Und habe mich etwas umgelesen.
So auch die Geschichte von Jim Knopf:
“ Jim ist gerade mal 5 Monate jung und hat ein Handicap, er ist blind, seine Augen sind ausgelaufen, die Augenhöhlen leer. Den Namen bekam er weil er seine Umgebung anhand von Düften „sieht“. Er läuft permanent schnüffelnd durch die Gegend. Hört sich an wie eine Mini-Dampflokomotive. „
Dabei ging mir immer natürlich der Gedanke nicht aus dem Kopf, wie wichtig es ist, daß auch kranke Katzen aus dem Tierheim ihren Dosi finden. Kann nicht gerade ein solches gehandicaptes Kätzchen der beste Freund für ganz viele Jahre sein, werden?
Und wenn ich solche Zeilen lese: “ Ich habe ihn von einer sehr lieben Tierärztin übernommen.

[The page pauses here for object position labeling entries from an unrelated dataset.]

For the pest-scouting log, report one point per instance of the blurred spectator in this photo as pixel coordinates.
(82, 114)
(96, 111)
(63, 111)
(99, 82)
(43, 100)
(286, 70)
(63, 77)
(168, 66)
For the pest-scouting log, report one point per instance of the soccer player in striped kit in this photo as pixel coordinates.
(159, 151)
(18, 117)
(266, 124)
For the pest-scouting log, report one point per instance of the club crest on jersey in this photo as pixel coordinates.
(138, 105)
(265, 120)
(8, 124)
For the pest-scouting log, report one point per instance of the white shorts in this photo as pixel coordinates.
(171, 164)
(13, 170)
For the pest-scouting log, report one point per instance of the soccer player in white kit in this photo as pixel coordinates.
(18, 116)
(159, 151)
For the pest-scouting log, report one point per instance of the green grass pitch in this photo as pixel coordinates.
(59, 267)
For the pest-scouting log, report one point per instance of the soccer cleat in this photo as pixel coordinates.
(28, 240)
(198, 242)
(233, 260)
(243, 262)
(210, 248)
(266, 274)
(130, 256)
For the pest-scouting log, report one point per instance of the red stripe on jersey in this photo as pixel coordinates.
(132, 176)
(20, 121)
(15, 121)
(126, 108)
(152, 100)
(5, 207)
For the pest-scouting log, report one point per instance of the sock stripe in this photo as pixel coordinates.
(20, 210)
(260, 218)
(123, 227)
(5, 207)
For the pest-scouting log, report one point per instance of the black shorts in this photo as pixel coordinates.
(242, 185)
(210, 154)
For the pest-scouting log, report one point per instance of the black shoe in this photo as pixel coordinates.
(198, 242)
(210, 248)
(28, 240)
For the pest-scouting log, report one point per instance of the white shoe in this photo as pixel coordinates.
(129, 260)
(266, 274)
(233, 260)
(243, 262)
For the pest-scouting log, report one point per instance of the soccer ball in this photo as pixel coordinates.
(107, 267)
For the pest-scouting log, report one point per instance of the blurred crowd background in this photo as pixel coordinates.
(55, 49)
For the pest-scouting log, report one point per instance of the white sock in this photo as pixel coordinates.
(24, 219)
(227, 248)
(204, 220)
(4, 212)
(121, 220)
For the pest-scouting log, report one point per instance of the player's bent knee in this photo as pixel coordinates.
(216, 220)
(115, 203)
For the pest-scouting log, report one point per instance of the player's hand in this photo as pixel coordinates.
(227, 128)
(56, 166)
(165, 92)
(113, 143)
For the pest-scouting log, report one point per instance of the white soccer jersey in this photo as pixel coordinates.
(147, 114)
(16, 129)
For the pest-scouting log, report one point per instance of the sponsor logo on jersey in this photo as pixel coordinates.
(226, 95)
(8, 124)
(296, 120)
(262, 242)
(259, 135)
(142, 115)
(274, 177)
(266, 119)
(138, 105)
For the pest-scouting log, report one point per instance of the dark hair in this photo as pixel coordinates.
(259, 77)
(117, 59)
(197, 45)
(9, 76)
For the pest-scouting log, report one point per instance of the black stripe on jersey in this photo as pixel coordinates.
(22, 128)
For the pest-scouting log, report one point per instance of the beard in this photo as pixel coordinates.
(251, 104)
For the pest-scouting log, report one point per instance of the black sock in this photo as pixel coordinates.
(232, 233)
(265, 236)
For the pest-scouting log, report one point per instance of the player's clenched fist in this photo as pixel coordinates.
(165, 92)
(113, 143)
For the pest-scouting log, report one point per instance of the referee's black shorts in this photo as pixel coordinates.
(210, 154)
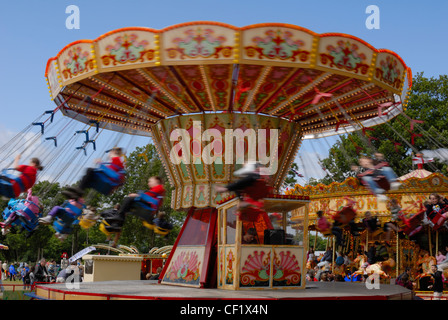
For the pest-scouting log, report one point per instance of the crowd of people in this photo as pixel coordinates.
(41, 272)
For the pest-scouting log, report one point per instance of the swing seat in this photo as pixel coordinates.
(105, 179)
(27, 218)
(108, 229)
(86, 223)
(162, 227)
(65, 221)
(6, 184)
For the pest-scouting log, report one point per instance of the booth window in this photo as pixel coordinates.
(88, 266)
(196, 230)
(231, 225)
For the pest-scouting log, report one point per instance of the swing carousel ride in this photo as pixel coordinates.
(198, 76)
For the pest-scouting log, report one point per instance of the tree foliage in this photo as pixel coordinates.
(141, 164)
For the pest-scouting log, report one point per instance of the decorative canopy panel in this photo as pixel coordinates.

Jimmy wurde bei ihr zum „erlösen“ in der Praxis abgegeben
“ dann frage ich mich: geben wir blinde Menschen irgendwann auch in ener Praxis ab, um sie „zu erlösen“? Haben wir Menschen nicht schon längst übersehen, daß wir nicht die tollsten Erdenbewohner sind? Einfach mal drüber nachdenken, schaden kann das nicht.
[screenshot der website und Fotos ebenfalls von luna-cat.de]

Hi Wilfried,
war gerade auf der Seite der Luna-Hilfe und habe mir Jim Knopfs Geschichte durchgelesen.
Danke, dass Du darauf aufmerksam gemacht hast! Ich finde es wichtig, dass es auch Leute gibt, die sich um solche Katzen kümmern, die doch noch genausoviel Lebenswillen haben wie „normale“ Kätzchen. Oft denkt man als Katzenfreund nicht daran, vielleicht gezielt nach solchen Katzen Ausschau zu halten, wenn man einen neuen Lebensgefährten sucht. Dabei wäre es das oft wert…
Zwar sind meine Katzen auch von der Katzenhilfe bzw. zugelaufen, auf die Idee, gezielt eine behinderte Katze zu mir zu nehmen, wäre ich aber so noch nicht gekommen. Sollten wir mal in eine größere Wohnung ziehen und mehr Platz haben, ist dies eine Überlegung wert!